Avant Dong Fang et sa machine de 26 MW, MingYang a dévoilé une éolienne de 22 MW, attendue en série dès 2028. MingYang a remporté de premiers marchés en Allemagne et en Italie avec des éoliennes de 18,5 MW, avec l’intention de les construire en Europe.

Siemens et Vestas n’ont encore rien annoncé d’équivalent. Leurs projets se concentrent actuellement sur des modèles de 15 MW, une puissance trop faible pour répondre aux besoins de l’ensemble du marché européen d’ici 2030.

Un enjeu économique et stratégique

Des éoliennes plus puissantes produisent plus : à elle seule, une éolienne de 26 MW pourrait alimenter en électricité plus de 60 000 habitants en moyenne. Pour un parc éolien de puissance donnée, moins d’unités sont nécessaires et donc moins de dépenses de construction, d’opération, et une plus faible empreinte environnementale.
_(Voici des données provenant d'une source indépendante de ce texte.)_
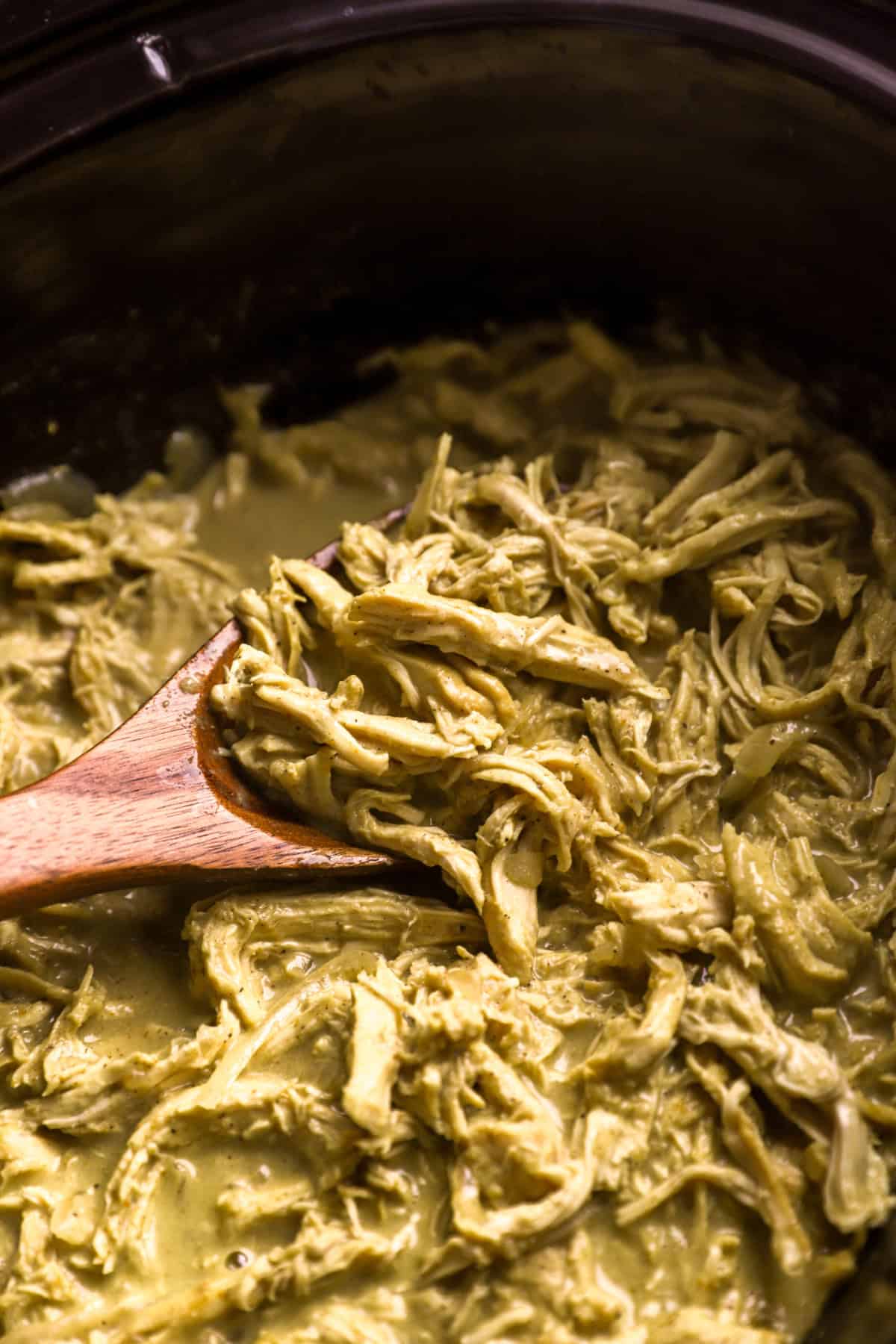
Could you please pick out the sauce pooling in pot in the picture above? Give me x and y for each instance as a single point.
(629, 1074)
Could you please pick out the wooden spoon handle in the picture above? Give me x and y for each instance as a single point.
(140, 809)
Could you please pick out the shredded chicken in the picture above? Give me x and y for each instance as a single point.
(622, 1066)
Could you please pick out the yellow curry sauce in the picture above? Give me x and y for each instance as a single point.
(625, 1070)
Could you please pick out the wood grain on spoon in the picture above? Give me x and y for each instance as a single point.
(159, 801)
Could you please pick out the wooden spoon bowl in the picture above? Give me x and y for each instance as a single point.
(160, 801)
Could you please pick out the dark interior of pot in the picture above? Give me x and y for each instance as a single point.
(284, 226)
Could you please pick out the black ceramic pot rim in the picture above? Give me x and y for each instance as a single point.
(163, 58)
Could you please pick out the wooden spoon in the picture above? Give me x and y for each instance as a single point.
(160, 801)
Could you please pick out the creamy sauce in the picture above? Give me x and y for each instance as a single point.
(178, 1163)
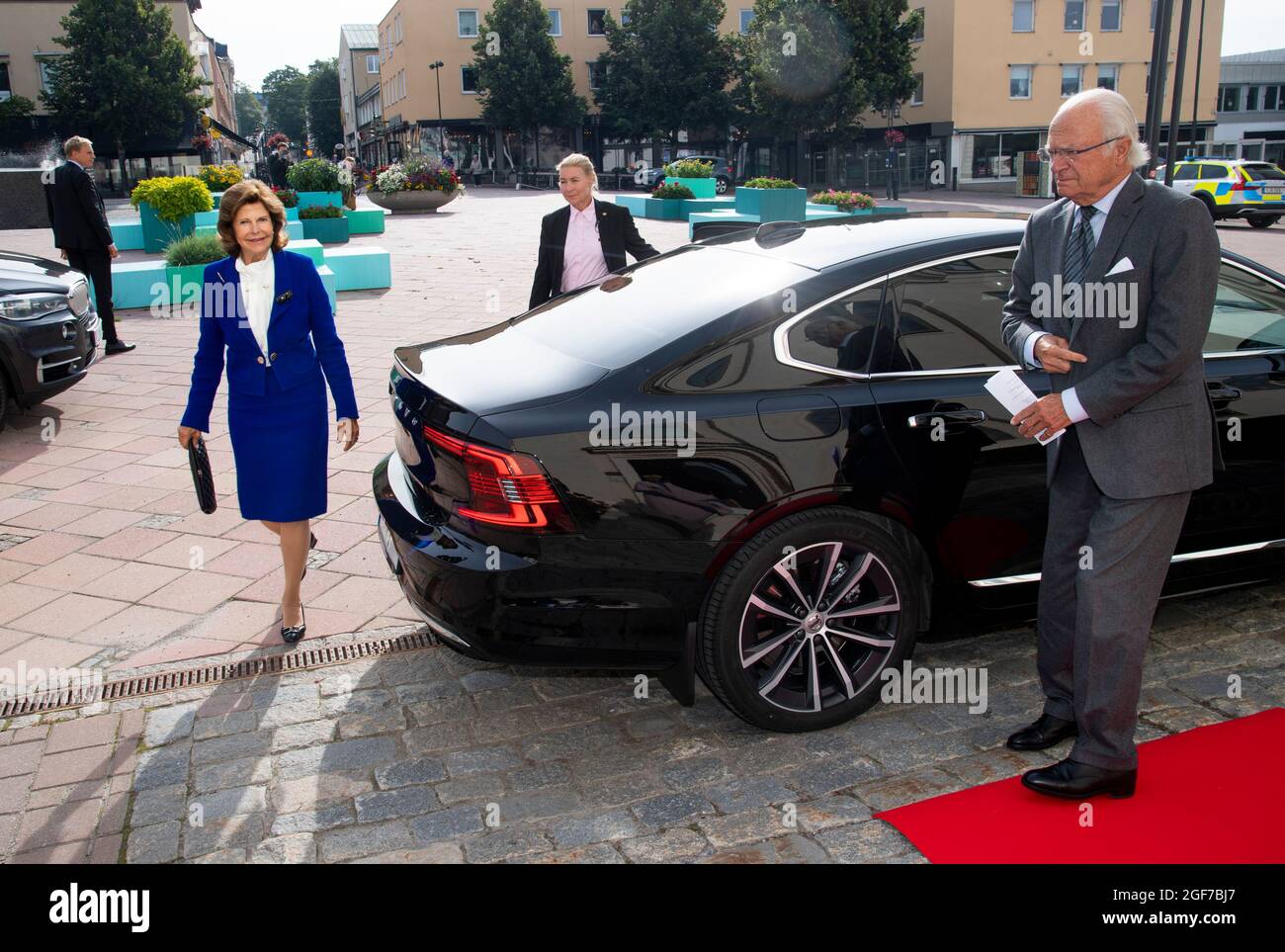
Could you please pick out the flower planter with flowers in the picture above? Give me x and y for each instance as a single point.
(325, 223)
(772, 200)
(666, 202)
(315, 183)
(849, 202)
(167, 209)
(415, 185)
(695, 176)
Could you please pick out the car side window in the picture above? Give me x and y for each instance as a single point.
(947, 316)
(1247, 313)
(839, 335)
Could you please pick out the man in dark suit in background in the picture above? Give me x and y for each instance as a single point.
(81, 231)
(578, 251)
(1140, 432)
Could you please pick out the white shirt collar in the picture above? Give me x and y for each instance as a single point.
(1105, 202)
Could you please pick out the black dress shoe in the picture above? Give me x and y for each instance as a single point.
(1075, 780)
(296, 631)
(1045, 733)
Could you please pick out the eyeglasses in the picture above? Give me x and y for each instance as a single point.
(1048, 154)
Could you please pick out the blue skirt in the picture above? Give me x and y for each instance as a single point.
(279, 442)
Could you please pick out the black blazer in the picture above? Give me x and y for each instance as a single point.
(76, 211)
(616, 231)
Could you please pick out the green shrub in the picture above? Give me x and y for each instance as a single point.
(690, 168)
(174, 198)
(193, 249)
(321, 213)
(843, 201)
(766, 183)
(313, 175)
(672, 190)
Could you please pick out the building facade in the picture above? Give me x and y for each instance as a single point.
(1251, 107)
(27, 49)
(359, 73)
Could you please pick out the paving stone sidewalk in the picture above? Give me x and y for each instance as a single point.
(431, 757)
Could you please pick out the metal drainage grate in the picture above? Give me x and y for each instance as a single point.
(302, 659)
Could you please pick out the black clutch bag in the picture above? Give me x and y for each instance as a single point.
(202, 476)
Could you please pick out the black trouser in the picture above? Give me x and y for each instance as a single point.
(98, 266)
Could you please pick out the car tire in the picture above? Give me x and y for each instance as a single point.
(822, 671)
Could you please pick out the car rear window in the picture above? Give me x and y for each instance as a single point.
(625, 317)
(1263, 172)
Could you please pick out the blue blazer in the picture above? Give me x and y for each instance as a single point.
(300, 338)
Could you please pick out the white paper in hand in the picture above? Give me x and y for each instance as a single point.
(1015, 395)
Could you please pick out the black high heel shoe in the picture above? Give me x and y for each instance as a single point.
(296, 631)
(312, 544)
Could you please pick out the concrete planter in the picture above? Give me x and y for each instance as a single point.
(185, 283)
(701, 188)
(320, 198)
(772, 205)
(326, 230)
(405, 202)
(157, 232)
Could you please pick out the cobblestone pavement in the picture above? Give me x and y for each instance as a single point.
(431, 757)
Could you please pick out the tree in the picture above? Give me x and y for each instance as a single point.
(523, 82)
(249, 114)
(325, 123)
(16, 121)
(125, 77)
(814, 67)
(666, 69)
(287, 91)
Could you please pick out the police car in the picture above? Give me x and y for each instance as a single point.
(1233, 188)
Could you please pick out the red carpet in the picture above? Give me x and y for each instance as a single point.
(1209, 796)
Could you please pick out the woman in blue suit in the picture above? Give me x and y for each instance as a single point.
(269, 308)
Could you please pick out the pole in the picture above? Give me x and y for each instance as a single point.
(1195, 102)
(1176, 108)
(1159, 60)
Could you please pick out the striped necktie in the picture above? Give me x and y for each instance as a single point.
(1079, 249)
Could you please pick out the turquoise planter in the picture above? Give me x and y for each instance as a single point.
(157, 234)
(772, 205)
(320, 198)
(701, 188)
(326, 230)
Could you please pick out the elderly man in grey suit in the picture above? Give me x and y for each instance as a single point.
(1140, 433)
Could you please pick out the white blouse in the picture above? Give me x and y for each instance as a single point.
(258, 283)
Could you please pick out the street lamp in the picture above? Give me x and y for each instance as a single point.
(441, 141)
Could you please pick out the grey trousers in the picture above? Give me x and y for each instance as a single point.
(1104, 564)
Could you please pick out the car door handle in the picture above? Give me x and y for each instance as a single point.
(967, 416)
(1219, 390)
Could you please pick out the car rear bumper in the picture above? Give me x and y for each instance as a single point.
(578, 603)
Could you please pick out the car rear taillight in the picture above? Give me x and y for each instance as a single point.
(509, 489)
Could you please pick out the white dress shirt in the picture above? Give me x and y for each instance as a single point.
(1070, 401)
(582, 254)
(258, 283)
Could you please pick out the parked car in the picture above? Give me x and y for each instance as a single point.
(811, 527)
(1233, 188)
(49, 330)
(725, 174)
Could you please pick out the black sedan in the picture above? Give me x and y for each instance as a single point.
(49, 331)
(723, 460)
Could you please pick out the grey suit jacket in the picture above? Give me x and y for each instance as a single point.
(1152, 428)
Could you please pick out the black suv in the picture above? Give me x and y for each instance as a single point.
(49, 330)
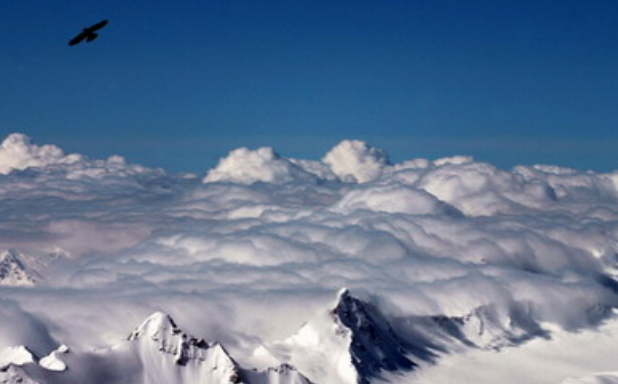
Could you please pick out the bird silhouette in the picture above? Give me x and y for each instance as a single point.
(88, 33)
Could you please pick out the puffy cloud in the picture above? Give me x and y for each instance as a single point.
(354, 160)
(17, 152)
(263, 239)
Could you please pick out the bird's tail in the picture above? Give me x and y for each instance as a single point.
(91, 36)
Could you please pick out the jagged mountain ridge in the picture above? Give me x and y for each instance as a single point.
(14, 272)
(352, 342)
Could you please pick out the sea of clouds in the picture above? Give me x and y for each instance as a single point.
(249, 250)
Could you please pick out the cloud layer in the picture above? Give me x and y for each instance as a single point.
(263, 239)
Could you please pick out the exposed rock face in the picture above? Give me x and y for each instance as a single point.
(375, 346)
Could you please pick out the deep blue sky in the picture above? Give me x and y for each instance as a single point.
(179, 84)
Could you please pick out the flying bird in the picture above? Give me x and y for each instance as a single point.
(88, 33)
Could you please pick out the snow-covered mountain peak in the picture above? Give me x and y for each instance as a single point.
(350, 343)
(163, 347)
(374, 344)
(157, 327)
(13, 271)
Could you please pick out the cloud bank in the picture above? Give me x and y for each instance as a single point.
(263, 239)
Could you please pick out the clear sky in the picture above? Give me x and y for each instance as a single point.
(179, 84)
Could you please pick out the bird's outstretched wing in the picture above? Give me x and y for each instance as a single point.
(78, 39)
(98, 25)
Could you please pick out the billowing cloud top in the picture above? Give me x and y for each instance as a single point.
(264, 239)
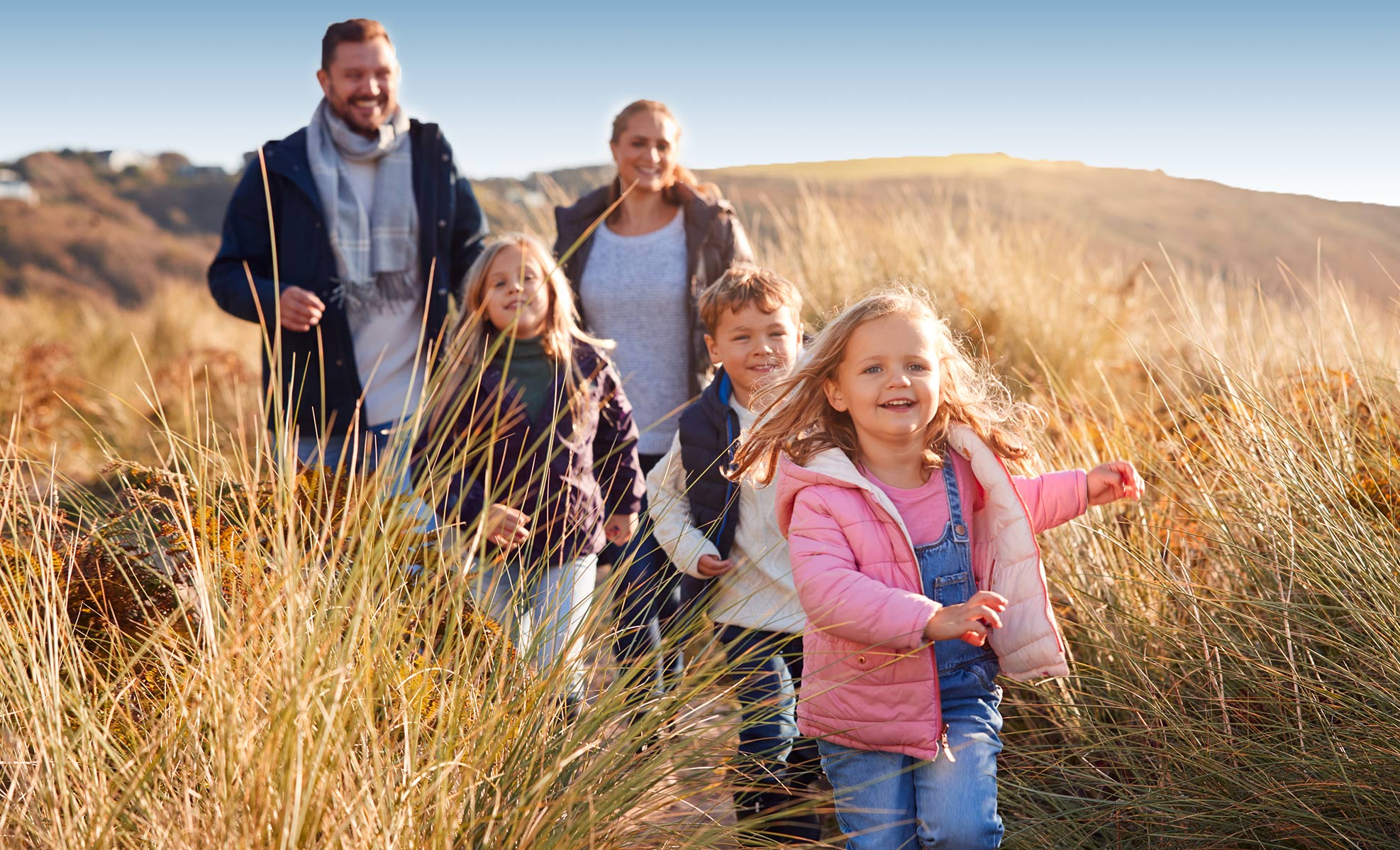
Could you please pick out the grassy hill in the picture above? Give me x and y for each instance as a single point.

En l’espace de 15 ans, la puissance des éoliennes a été multipliée par 5 et les coûts de l’électricité divisés par 4 à 5. Les deux derniers appels d’offres français dans l’éolien en mer ont été attribués à 45 euros / MWh, rendant au passage le coût de l’éolien en mer plus compétitif que ses alternatives fossiles. Les nouveaux modèles de 26 MW pourraient permettre d’aller encore plus loin.

L’enjeu pour les acteurs européens est double. D’un côté, les clients (États, opérateurs) réclament une électricité abondante et bon marché pour répondre aux besoins croissants en énergie renouvelable et atteindre les objectifs climatiques. De l’autre, les turbiniers européens sont pris dans une spirale difficile. Dès qu’une turbine sort, elle est souvent rendue obsolète par un modèle concurrent plus puissant, entraînant une course infernale qui fragilise les constructeurs.

L’avenir de l’éolien se joue au large

L’abandon de cette course revient à laisser le monopole des turbines de grande puissance, les plus compétitives, aux concurrents étrangers – avec des conséquences stratégiques et économiques majeures. La Chine a clairement compris que l’avenir de l’éolien se jouera précisément en mer, là où il y a de la place et des régimes de vents favorables.

La publication le 18 octobre de la cartographie des nouvelles zones maritimes à développer en France et le lancement prochain de l’appel d’offres associé (9 GW de capacité additionnelle) le confirment. À l’échelle mondiale, près de 380 GW de nouvelles capacités pourraient être ajoutés d’ici à 2032 aux 70 GW déjà en opération aujourd’hui, selon le Global Wind Energy Council.

Investir pour rester indépendant

Il est donc urgent que l’Europe, à la fois ses institutions et ses industriels, prenne conscience de l’enjeu stratégique que représente l’éolien en mer. Les aides publiques, comme le NZIA, doivent être mobilisées pour soutenir le développement de turbines géantes capables de rivaliser avec celles que la Chine commence déjà à produire.

L’Europe doit investir massivement dans l’innovation pour conserver son avance technologique, sécuriser ses emplois, et garantir son indépendance énergétique face à des géants industriels de plus en plus puissants.